Section 6.13 State space systems files
This subsection describes the state space systems files which are being planned as part of the control101 toolbox. These are still in preparation and will be added when checked. Current drafts are available here.
A summary of the files is given next, in the order in which they might be used as part of state space delivery in a taught module. These files are all constructed in the form of livescript files, that this is they combine detailed explanation in a relatively neat format alongside code snippets demonstrating the use of MATLAB tools. The hope is that these provide templates of the typical analysis and design methods that most students would need to use. Please do let us know if you spot any critical gaps, and by all means help us author files to fill these gaps.
The latter files use Simulink as it becomes quite fiddly and messy to capture more realistic scenarios with feedback, observers, integral action, constraints and more with simple algebra/code. MATLAB 2023b was used to create these files so they may not be compatible with earlier versions of MATLAB.
statespace_models_control101 This is the first in a sequence of files looking at state space models and begins with how to define the model in MATLAB.
tf_models_from_statespace_control101 This file focuses on how equivalent transfer function models can be determined from state space models, both continuous and discrete.
discrete_time_state_space_models_control101 This file focuses on how to determine a discrete time state space model, given one already has the continuous time model. Some brief theoretical background is given before focusing on the code.
statespace_models_from_tf_control101 This file focuses on how equivalent state space models can be determined from a transfer function model, both continuous and discrete.
openloop_behaviour_statespace_control101 This file focuses on how to infer and explore the expected open-loop behaviour of a state space models, both continuous and discrete.
phaseplane_behaviour_statespace_control101 This file focuses on how to infer the expected open-loop behaviour of a state space models, within the phase plane, that is the behaviour of the states rather than the inputs and the outputs. It is interesting to note how this behaviour can be linked to the eigenvalue/vector decomposition of the state matrix.
equivalent_state_space_formulations_control101 This file focuses on equivalent forms, that is, state space models which appear different but have the same input-output behaviour. The file gives a brief overview of the underlying relationships and then gives MATLAB code for showing the relationships between two equivalent forms.
controllability_and_observability_control101 Controllability and observability are important properties of state space models which determine the extent to which effective state feedback compensators and observers can be implemented.
stability_eigenvalues_control101.mlx This file gives extensive tutorial like background to the significance of eigenvalues and eigenvectors within state space systems and also extends to consider non-linear systems and linearisation.
stability_analysis_control101.mlx This file gives extensive tutorial like background to the the stability analysis of state space systems and also extends the discussion to include nonlinear systems.

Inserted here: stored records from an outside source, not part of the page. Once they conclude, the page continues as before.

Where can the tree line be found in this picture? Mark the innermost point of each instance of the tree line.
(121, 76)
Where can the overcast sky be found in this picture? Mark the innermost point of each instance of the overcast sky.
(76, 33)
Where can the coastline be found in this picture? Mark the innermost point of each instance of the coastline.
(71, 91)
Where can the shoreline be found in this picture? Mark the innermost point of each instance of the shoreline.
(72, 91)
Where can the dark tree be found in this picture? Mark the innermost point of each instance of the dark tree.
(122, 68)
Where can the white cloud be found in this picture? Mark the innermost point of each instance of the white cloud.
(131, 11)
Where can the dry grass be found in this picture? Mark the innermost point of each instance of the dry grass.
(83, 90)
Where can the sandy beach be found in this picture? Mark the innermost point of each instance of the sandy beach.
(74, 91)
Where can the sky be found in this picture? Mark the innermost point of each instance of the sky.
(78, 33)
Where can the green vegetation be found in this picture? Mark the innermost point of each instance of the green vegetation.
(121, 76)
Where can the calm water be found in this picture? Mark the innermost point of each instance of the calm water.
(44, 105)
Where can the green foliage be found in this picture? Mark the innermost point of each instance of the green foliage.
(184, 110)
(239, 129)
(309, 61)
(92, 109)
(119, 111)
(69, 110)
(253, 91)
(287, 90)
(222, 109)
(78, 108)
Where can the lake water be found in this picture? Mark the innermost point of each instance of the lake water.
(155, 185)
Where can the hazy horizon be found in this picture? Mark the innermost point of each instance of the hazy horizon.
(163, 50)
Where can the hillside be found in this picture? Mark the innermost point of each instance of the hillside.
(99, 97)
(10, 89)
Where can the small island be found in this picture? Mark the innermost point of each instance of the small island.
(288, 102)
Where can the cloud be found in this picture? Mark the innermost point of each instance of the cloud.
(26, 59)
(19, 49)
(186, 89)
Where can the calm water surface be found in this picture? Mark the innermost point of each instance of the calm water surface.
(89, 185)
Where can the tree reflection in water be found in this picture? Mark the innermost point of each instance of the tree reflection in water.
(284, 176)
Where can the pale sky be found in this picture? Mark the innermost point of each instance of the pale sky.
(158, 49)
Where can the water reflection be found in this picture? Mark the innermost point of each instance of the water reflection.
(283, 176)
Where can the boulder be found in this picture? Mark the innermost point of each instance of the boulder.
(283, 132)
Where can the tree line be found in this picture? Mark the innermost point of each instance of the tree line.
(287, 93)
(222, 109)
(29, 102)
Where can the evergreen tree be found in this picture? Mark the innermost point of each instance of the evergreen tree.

state_feedback_control101 When a system is expressed as a state space model, it is normal to design the closed-loop compensator as a state feedback. This file gives an introduction to the topic and relevant MATLAB code to support the associated design and analysis.
optimal_state_feedback_control101 When a system is expressed as a state space model, it is normal to design the closed-loop compensator as a state feedback. This file gives an introduction to the popular method of 'optimal control'.
observer_design_control101 In practice the states are not known and need to be inferred or estimated from available measurements; an observer is used for this process. This fie introduces the concept of the observer quickly and then focuses on how to use MATLAB to support his approach.
tracking_with_statespace_control101 This resource introduces simple methods for dealing with non-zero constant targets and then looks more systematically at how integral action can be incorporated into a state space framework, with an observer and model uncertainty.
State_feedback_and_estimation_cont_case_study The purpose here is to undertake case studies showing how different analysis and design tools can be used to formulate a complete control feedback design using pole placement.
State_feedback_and_state_estimation_discrete_case_study The purpose here is to undertake case studies showing how different analysis and design tools can be used to formulate a complete control feedback design for a discrete system using pole placement.
FILES USING SIMULINK
state_space_and_simulinkfile1_control101 An introduction to using simulink with state space models and state feedback. Simple scenarios only. Uses Simulink files: state_space_simulinkfile_openloop_control101.slx, state_space_simulink_feedback_control101.slx, state_space_simulink_feedforward_control101.slx.
state_space_and_simulinkfile2_control101 Introduces the concepts of feedforward to improve tracking and observers to estimate states. Uses simulink file state_space_simulinkfile_observer_control101.slx.
state_space_and_simulinkfile3_control101 Introduces integral action into the feedback loop along with an observer. Demonstrates efficacy in the presence of uncertainty. Uses Simulink file: state_space_simulink_integral_control101.slx.